Narration

Movies are a visual medium so show your story, don’t tell. However, sometimes you have to tell part of your story to compress a lot of information in a short amount of time. Here’s how to use narration correctly.

When the movie “Dune” came out, it had such high expectations and turned out to be an incredibly dull film. The only part I remember was when the hero and the girl are kissing and suddenly a narrator’s voice comes in and says something like “And their love grew over time” or something silly like that.

Hearing the disembodied voice of a narrator is jarring because it takes you out of watching and experiencing a movie and suddenly makes you aware you’re being told a story. When you’re being told a story, your interest is much less engaged than when you’re experiencing a story by feeling engrossed in the action.

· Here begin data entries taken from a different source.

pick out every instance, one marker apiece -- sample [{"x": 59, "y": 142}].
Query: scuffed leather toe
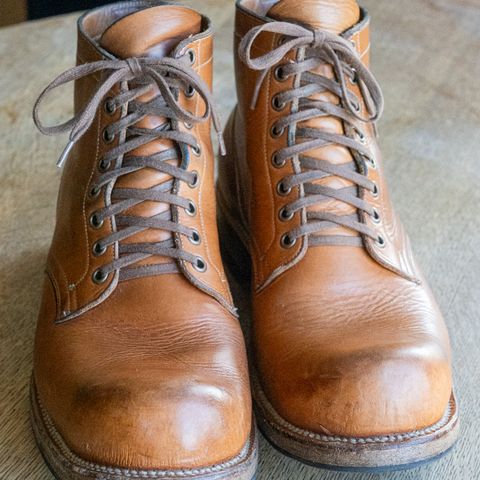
[
  {"x": 152, "y": 390},
  {"x": 351, "y": 359}
]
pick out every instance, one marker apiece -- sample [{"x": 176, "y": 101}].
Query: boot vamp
[
  {"x": 346, "y": 347},
  {"x": 154, "y": 378}
]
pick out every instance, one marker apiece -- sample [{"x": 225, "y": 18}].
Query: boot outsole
[{"x": 396, "y": 451}]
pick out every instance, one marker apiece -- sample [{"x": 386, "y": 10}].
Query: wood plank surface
[{"x": 426, "y": 56}]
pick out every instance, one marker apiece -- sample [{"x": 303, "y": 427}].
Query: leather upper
[
  {"x": 149, "y": 372},
  {"x": 71, "y": 269},
  {"x": 348, "y": 340}
]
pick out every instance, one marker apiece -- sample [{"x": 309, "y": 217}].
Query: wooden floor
[{"x": 426, "y": 56}]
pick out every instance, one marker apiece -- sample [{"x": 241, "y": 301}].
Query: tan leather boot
[
  {"x": 352, "y": 357},
  {"x": 140, "y": 366}
]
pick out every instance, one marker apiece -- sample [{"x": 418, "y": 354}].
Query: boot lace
[
  {"x": 169, "y": 75},
  {"x": 320, "y": 48}
]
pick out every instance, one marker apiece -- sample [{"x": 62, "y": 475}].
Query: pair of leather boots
[{"x": 140, "y": 364}]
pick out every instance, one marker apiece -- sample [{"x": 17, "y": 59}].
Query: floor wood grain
[{"x": 425, "y": 54}]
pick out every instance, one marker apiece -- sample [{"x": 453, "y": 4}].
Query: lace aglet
[
  {"x": 66, "y": 152},
  {"x": 221, "y": 143}
]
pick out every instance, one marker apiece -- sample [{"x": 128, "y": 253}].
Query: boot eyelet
[
  {"x": 279, "y": 74},
  {"x": 380, "y": 241},
  {"x": 197, "y": 150},
  {"x": 99, "y": 276},
  {"x": 103, "y": 165},
  {"x": 362, "y": 138},
  {"x": 107, "y": 136},
  {"x": 287, "y": 241},
  {"x": 282, "y": 40},
  {"x": 376, "y": 217},
  {"x": 191, "y": 209},
  {"x": 200, "y": 265},
  {"x": 195, "y": 238},
  {"x": 189, "y": 92},
  {"x": 98, "y": 249},
  {"x": 282, "y": 190},
  {"x": 191, "y": 55},
  {"x": 370, "y": 162},
  {"x": 354, "y": 78},
  {"x": 95, "y": 222},
  {"x": 276, "y": 132},
  {"x": 277, "y": 104},
  {"x": 94, "y": 192},
  {"x": 276, "y": 162},
  {"x": 109, "y": 106},
  {"x": 195, "y": 181},
  {"x": 284, "y": 215}
]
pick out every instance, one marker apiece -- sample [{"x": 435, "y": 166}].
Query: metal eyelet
[
  {"x": 95, "y": 222},
  {"x": 276, "y": 162},
  {"x": 109, "y": 106},
  {"x": 107, "y": 136},
  {"x": 376, "y": 216},
  {"x": 98, "y": 249},
  {"x": 277, "y": 104},
  {"x": 189, "y": 92},
  {"x": 196, "y": 180},
  {"x": 276, "y": 132},
  {"x": 99, "y": 276},
  {"x": 279, "y": 74},
  {"x": 284, "y": 215},
  {"x": 282, "y": 190},
  {"x": 103, "y": 165},
  {"x": 94, "y": 192},
  {"x": 287, "y": 241},
  {"x": 197, "y": 150},
  {"x": 195, "y": 238},
  {"x": 191, "y": 55},
  {"x": 200, "y": 265},
  {"x": 380, "y": 241},
  {"x": 191, "y": 209}
]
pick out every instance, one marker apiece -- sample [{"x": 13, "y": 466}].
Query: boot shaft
[
  {"x": 257, "y": 132},
  {"x": 180, "y": 41}
]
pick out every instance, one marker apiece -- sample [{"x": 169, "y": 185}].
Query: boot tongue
[
  {"x": 334, "y": 16},
  {"x": 153, "y": 32}
]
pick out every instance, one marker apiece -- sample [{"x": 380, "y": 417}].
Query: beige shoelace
[
  {"x": 320, "y": 48},
  {"x": 169, "y": 75}
]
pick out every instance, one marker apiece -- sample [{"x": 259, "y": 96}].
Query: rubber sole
[
  {"x": 66, "y": 465},
  {"x": 396, "y": 451}
]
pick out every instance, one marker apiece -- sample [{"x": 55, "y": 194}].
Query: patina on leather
[
  {"x": 143, "y": 371},
  {"x": 348, "y": 339}
]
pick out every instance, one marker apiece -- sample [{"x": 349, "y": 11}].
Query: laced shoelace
[
  {"x": 320, "y": 48},
  {"x": 169, "y": 75}
]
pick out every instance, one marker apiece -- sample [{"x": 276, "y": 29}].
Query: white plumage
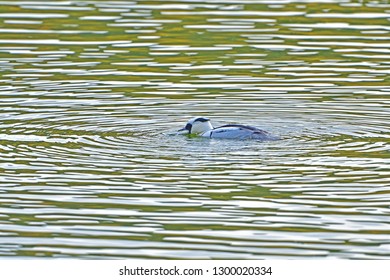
[{"x": 202, "y": 127}]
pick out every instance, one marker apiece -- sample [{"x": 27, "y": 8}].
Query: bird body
[{"x": 202, "y": 127}]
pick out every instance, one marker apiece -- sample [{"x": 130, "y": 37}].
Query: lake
[{"x": 92, "y": 93}]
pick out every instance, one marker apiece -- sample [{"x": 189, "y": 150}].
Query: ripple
[{"x": 92, "y": 166}]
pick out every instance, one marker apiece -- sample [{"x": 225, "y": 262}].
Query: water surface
[{"x": 91, "y": 92}]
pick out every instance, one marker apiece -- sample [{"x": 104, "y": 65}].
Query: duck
[{"x": 201, "y": 126}]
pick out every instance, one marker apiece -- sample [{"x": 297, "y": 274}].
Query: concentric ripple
[{"x": 93, "y": 92}]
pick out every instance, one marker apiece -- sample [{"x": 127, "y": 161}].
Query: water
[{"x": 91, "y": 92}]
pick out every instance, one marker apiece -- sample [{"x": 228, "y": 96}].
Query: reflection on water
[{"x": 91, "y": 92}]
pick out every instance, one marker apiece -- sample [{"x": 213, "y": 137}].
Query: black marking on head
[
  {"x": 188, "y": 127},
  {"x": 201, "y": 120}
]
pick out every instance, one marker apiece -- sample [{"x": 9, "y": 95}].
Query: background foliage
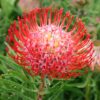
[{"x": 16, "y": 84}]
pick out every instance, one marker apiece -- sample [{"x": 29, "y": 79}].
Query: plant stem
[{"x": 41, "y": 87}]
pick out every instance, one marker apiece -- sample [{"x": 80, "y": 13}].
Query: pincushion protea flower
[{"x": 44, "y": 45}]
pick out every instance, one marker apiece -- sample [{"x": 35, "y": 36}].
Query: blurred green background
[{"x": 16, "y": 84}]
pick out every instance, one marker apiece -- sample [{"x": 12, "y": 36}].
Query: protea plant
[{"x": 49, "y": 44}]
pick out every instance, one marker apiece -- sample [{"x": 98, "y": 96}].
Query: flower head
[{"x": 48, "y": 44}]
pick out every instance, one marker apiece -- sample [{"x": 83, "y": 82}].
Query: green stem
[
  {"x": 88, "y": 88},
  {"x": 41, "y": 87}
]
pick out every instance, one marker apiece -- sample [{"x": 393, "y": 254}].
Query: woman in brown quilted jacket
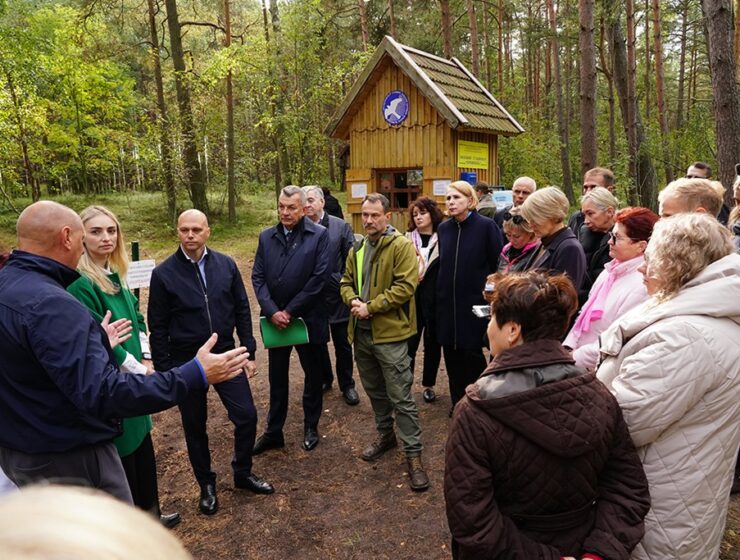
[{"x": 539, "y": 461}]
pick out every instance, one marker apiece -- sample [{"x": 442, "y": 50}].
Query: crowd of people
[{"x": 591, "y": 358}]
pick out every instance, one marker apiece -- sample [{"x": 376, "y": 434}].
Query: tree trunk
[
  {"x": 718, "y": 17},
  {"x": 473, "y": 24},
  {"x": 163, "y": 124},
  {"x": 588, "y": 85},
  {"x": 22, "y": 138},
  {"x": 642, "y": 186},
  {"x": 607, "y": 69},
  {"x": 562, "y": 123},
  {"x": 500, "y": 58},
  {"x": 682, "y": 64},
  {"x": 647, "y": 85},
  {"x": 660, "y": 90},
  {"x": 230, "y": 156},
  {"x": 193, "y": 172},
  {"x": 392, "y": 17},
  {"x": 363, "y": 23},
  {"x": 444, "y": 8}
]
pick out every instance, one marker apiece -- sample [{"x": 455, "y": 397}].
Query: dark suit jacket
[{"x": 292, "y": 278}]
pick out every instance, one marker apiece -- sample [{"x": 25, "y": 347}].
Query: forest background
[{"x": 207, "y": 103}]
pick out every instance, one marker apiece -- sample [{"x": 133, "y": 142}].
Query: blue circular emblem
[{"x": 395, "y": 108}]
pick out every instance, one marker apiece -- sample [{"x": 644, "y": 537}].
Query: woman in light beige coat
[{"x": 672, "y": 363}]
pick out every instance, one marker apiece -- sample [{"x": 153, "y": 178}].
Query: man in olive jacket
[{"x": 378, "y": 285}]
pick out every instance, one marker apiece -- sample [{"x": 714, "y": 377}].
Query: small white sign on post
[
  {"x": 359, "y": 190},
  {"x": 439, "y": 186},
  {"x": 139, "y": 274}
]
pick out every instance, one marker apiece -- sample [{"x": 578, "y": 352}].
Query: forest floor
[{"x": 328, "y": 504}]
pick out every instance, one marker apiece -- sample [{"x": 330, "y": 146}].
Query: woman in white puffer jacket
[{"x": 672, "y": 363}]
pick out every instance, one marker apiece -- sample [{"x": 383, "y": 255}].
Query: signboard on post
[
  {"x": 139, "y": 274},
  {"x": 472, "y": 155}
]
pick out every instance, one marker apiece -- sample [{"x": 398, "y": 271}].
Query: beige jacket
[{"x": 674, "y": 368}]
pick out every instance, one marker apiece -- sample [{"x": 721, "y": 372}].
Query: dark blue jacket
[
  {"x": 468, "y": 253},
  {"x": 59, "y": 387},
  {"x": 341, "y": 240},
  {"x": 183, "y": 312},
  {"x": 561, "y": 253},
  {"x": 292, "y": 278}
]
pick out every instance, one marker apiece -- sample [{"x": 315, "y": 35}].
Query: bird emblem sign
[{"x": 395, "y": 108}]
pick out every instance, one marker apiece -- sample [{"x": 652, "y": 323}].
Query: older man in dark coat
[
  {"x": 341, "y": 239},
  {"x": 290, "y": 271}
]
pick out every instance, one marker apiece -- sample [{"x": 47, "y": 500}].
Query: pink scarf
[{"x": 593, "y": 309}]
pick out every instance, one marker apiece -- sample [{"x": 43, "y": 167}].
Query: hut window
[{"x": 401, "y": 186}]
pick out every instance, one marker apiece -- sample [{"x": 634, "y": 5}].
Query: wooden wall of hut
[{"x": 424, "y": 140}]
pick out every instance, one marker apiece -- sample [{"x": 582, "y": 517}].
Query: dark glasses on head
[{"x": 517, "y": 220}]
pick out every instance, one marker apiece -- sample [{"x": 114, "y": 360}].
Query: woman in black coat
[
  {"x": 469, "y": 247},
  {"x": 560, "y": 251}
]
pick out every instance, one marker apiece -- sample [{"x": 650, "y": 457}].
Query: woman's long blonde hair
[{"x": 118, "y": 260}]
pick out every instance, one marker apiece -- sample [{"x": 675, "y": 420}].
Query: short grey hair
[
  {"x": 308, "y": 189},
  {"x": 292, "y": 190}
]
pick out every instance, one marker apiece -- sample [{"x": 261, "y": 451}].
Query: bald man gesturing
[
  {"x": 194, "y": 292},
  {"x": 61, "y": 395}
]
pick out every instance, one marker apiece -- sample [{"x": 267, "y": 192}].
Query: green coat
[
  {"x": 394, "y": 276},
  {"x": 122, "y": 305}
]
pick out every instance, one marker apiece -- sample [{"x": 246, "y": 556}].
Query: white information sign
[
  {"x": 359, "y": 190},
  {"x": 439, "y": 186},
  {"x": 139, "y": 274}
]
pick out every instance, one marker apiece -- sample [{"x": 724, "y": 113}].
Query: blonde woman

Here’s a better way to use narration if you can’t avoid it otherwise. In “The Princess Bride,” the narrator is actually part of the movie. In case you haven’t seen this old movie, it’s actually two stories in one. The first story is about a young boy who doesn’t want to be bored by his grandfather while he’s home sick in bed.

The second story is that the grandfather is telling the boy a story by reading a book to him. So when the narrator speaks, he’s actually part of the story and not some random voice that suddenly speaks out of the blue. By being part of the story, the narrator is also following his own story. In the case of “The Princess Bride,” the narrator is trying to engage his grandson’s interest by telling a fairy tale. The fairy tale takes up the bulk of the movie.

Besides making the narrator part of the story somehow, you also have to link the narrator to your story. In “The Princess Bride,” the narrator’s story is trying to win the affection of his grandson and by the end of the fairy tale, his grandson hesitantly asks his grandfather to come back and read the story again. The grandfather smiles and says, “As you wish,” which was a key phrase in the fairy tale (the second story).

Thus “The Princess Bride” integrates the narrator as part of the movie and links the narrator’s story with the main story so the narrator is a character in the movie and not just a voice of god explaining something to the audience just for the convenience of the lazy screenwriter.

Use narration sparingly but when you can’t avoid it, make the narrator part of the story and make the narrator’s story linked to the main story somehow.